Insektisida yang banyak digunakan petani adalah insektisida sintetis. Insektisida sintetis dapat dikelompokkan ke dalam tiga jenis, yaitu organofosfat, organoklor dan karbamat. Jenis insektisida tersebut memiliki pengaruh yang berbeda pada manusia dan lingkungan. Salah satu yang menyebabkan dampak yang buruh terhadap lingkungan dan lingkungan adalah dari golongan organoklor dengan nama DDT (Dikloro Difenil Tricloroetana). Insektisida ini tergolong bioakumulatif sehingga penggunaannya dilarang (Dwipayanti dkk., 2012).
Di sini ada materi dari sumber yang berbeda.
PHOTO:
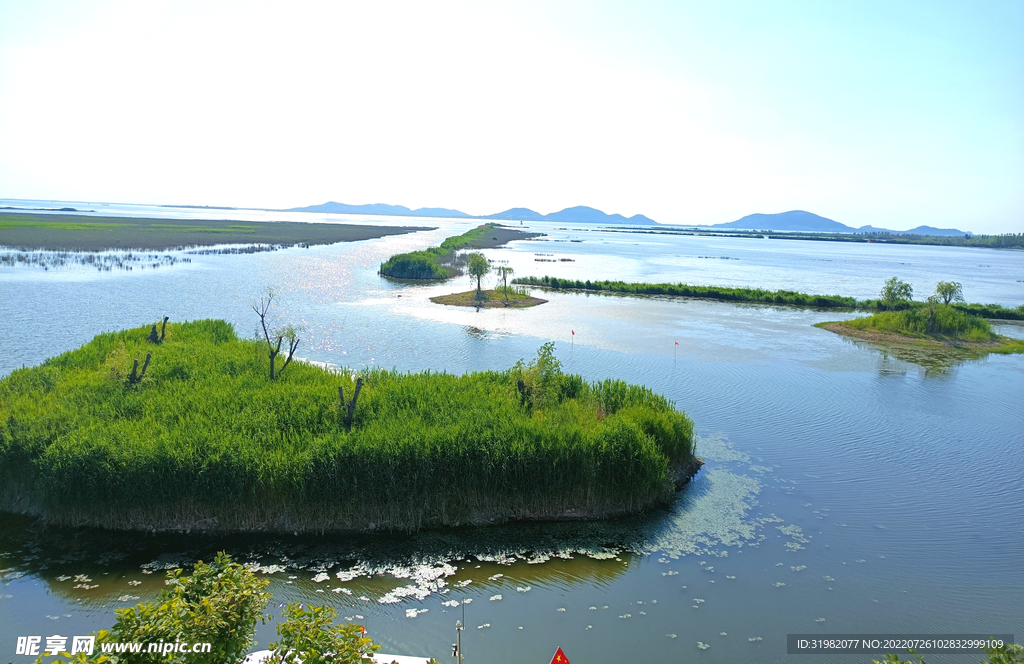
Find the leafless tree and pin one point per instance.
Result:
(274, 339)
Penggunaan teknologi yang tersedia harus efektif digunakan untuk memaksimalkan produksi pangan untuk meningkatkan kebutuhan manusia. Tindakan perlindungan tanaman atau metode yang digunakan harus signifikan. Ketahanan pangan dapat dicapai salah satunya dengan pengurangan kerugian dari hama tanaman. Insektisida yang pernah diterapkan oleh peneliti adalah klorpirifos yaitu sebuah organofosfat yang mekanisme kerjanya secara kontak, lambung dan fumigan. Klorpirifos mudah terdegradasi dalam tanah antara 60-120 hari aktivitas residual. Efek yang terjadi dengan menggunakan metode aplikasi insektisida yaitu untuk mengendalikan kerusakan yang disebabkan oleh kumbang yang merusak umbi (Tobih, 2014).
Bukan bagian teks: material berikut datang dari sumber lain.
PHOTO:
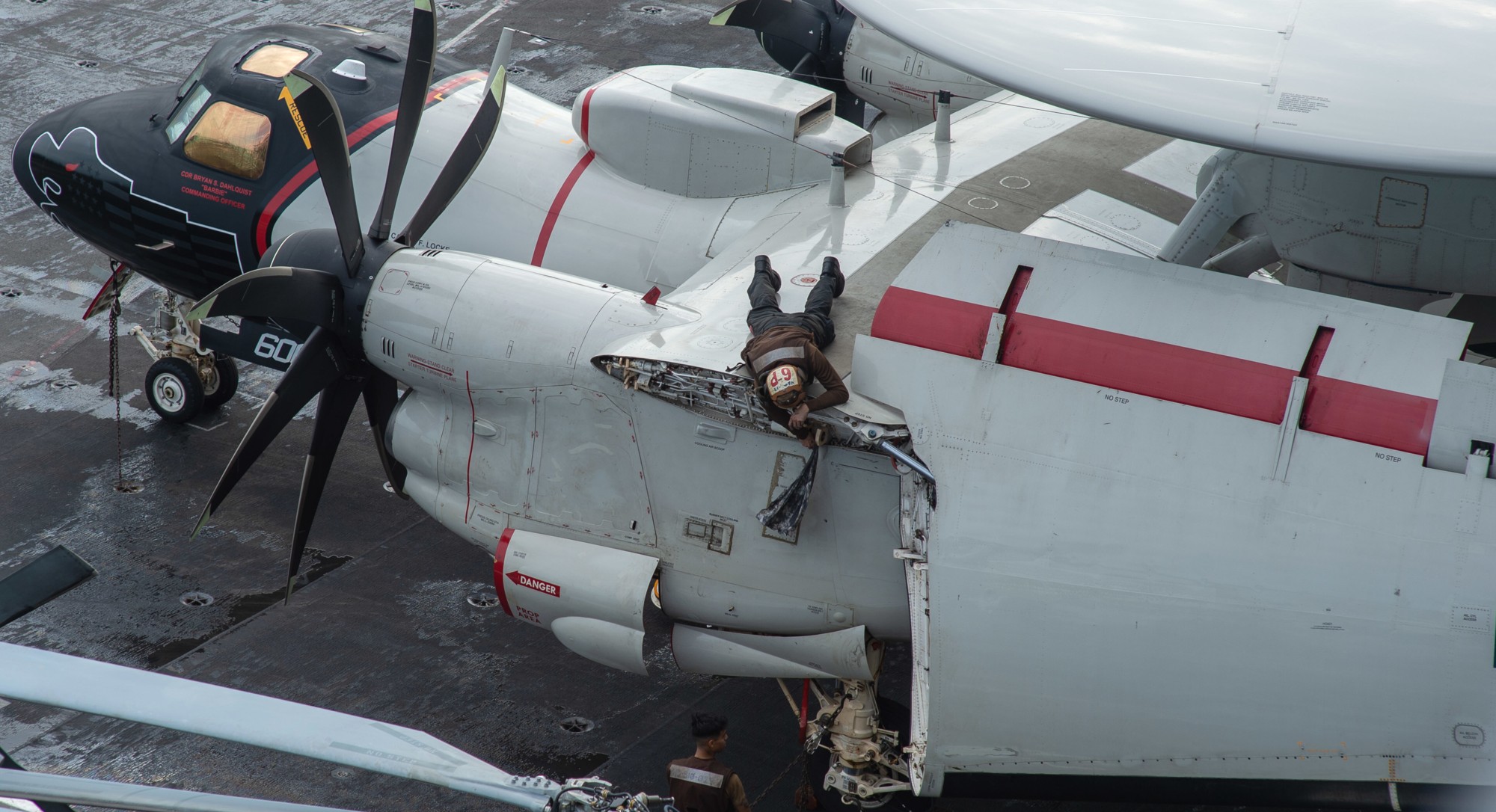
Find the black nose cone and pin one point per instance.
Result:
(22, 161)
Penggunaan insektisida sintesis secara berkelanjutan dapat mengakibatkan kerusakan pada lingkungan dan gangguan kesehatan. Cara untuk menanggulangi dan mengurangi dampak tersebut yaitu salah satunya dengan penggunaan insektisida botanikal yang merupakan insektisida dari tumbuhan. Tumbuhan yang memiliki senyawa kimia atau metabolit sekunder yang dapat mempertahankan dirinya terhadap gangguan serangga dan organisme yang berpotensi menyebabkan penyakit. Metabolit sekunder dapat berupa kristal, pati dan lain-lain. Metabolit sekunder biasa disimpan dalam yumbuhan sebagai cadangan makanan, maupun sebagai penangkal serangga (Hasanah dkk., 2012).
Jenis insektisida memiliki keefektifan masing-masing dalam mengendalikan hama. Hal tersebut tergantung pada bahan aktif yang digunakan dan ketepatan dalam aplikasi. Ketepatan aplikasi meliputi tepat jenis, tepat dosis, tepat waktu, tepa tempat dan tepat cara. Pengaplikasian yang tidak memperhatikan lima tepat tersebut akan menimbulkan resistensi hama sehingga insektisida tidak mampu mengendalikan hama tersebut. Hasil penelitian menunjukkan bahwa insektisida yang memiliki ketahanan silang yang tinggi adalah dari golongan organoklorin seperti aldrin, dieldrin dan lindane (Wiyardipura, 2012).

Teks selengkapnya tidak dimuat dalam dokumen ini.